The End Is My Beginning, The Beginning Is My End  

Thus the title of a famous motet by Guillaume Machaut, the great late medieval/early Renaissance composer. And thus, this blog ends. Longer explanation follows (along with an irresistible link!).

It's become much too hard to be an American.

In my case, I took a break from the middle of a pretty decent career, to add my dissenting voice during what was -and remains- a national emergency. Although my career hit some major snags as a result, I will never regret what I've done. How could I be a decent father to my daughter, let alone a responsible citizen, and not have tried to do at least something to prevent the madness of the Bush/Iraq war?

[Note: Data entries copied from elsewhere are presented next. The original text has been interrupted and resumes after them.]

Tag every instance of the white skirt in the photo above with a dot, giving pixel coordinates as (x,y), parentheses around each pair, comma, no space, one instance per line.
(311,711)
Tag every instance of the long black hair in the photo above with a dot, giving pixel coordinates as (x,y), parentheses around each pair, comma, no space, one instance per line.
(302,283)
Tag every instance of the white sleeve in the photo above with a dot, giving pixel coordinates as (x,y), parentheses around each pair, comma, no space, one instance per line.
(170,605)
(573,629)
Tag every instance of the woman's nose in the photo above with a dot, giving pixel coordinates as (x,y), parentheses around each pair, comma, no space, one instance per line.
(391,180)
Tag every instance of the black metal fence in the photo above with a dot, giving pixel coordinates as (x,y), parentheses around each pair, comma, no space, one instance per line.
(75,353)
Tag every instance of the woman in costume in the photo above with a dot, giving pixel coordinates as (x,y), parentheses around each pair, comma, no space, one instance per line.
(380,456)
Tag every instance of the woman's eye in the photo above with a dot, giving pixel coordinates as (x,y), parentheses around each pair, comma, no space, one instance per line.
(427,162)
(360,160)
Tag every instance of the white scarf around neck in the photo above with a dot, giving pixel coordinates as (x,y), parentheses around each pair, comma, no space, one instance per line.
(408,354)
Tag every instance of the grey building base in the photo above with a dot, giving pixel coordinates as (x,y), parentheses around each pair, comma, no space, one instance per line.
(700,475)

While the past year and a half has been in some ways enjoyable, and I've learned a great deal, constant exposure to the toxic nature of George W. Bush and his world has taken a serious toll. In more ways than I care to remember, my health has suffered, as has my emotional well-being. In a nutshell, America is now asking too much of its citizens in order to save it from heading over a cliff. That is why we elect representatives, so that we can do our work and not have to run a government. We're supposed to have a responsible and free press, so that normal folks need not work 24/7 exposing the lies and crimes of our leaders. Don't get me wrong, I'm glad to do my bit, but I've already done more than I reasonably could. Politics, political writing is not my field, never was, never will be. There is a limit to how much I can do, how much basic research I'm qualified to undertake. I tried to exceed that, but I am simply not capable of continuing to do more.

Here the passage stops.